"Anyone who watched my old pal Larry go off on China knows that if you own shares in the companies that are thought to be dependent on China — and I'm talking about a Boeing, a Caterpillar, United Technologies, Emerson [or] so many others — you've got to be quaking in your wingtips," the "Mad Money" host said.
U.S.-based industrials like these rely on China for business. The Chinese market accounts for roughly 12 percent of Boeing's revenue, 10 percent of Emerson's, 5 percent of Caterpillar's, and 3 percent of United Technologies', according to FactSet.
On July 10, the Trump administration proposed a new wave of tariffs on $200 billion worth of Chinese goods. The list will undergo a two-month review, culminating in hearings on Aug. 20 through 23.
"If you listened to Larry, you wouldn’t want to own a single share of any company that does a ton of business in China because China hasn’t given an inch on trade," Cramer said.
Kudlow added that while officials in the Chinese government seem to want a deal, Chinese President Xi Jinping himself is "holding the game up."
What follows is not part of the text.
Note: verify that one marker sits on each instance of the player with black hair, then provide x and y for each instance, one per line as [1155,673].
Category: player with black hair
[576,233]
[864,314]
China’s foreign ministry spokesperson Hua Chunying responded to Kudlow's comments on Thursday in a regularly scheduled briefing in Beijing.
“That the relevant United States official unexpectedly distorted the facts and made bogus accusations is shocking and beyond imagination," she said. “The United States' flip-flopping and promise-breaking is recognized globally."
"As far as we know, President Xi, at the moment, does not wish to make a deal," Kudlow told Cramer. "I’d love to be wrong on that. We are waiting for him. The ball is in his court. And the tit-for-tat business, which is nobody’s favorite path, but nonetheless — they can end that this afternoon ... by providing a more satisfactory approach."
On July 6, U.S. authorities placed $34 billion worth of tariffs on Chinese products after trade talks between the two nations reportedly ended without a settlement. China quickly retaliated with comparable tariffs of its own, accusing the United States of starting the "largest trade war in economic history."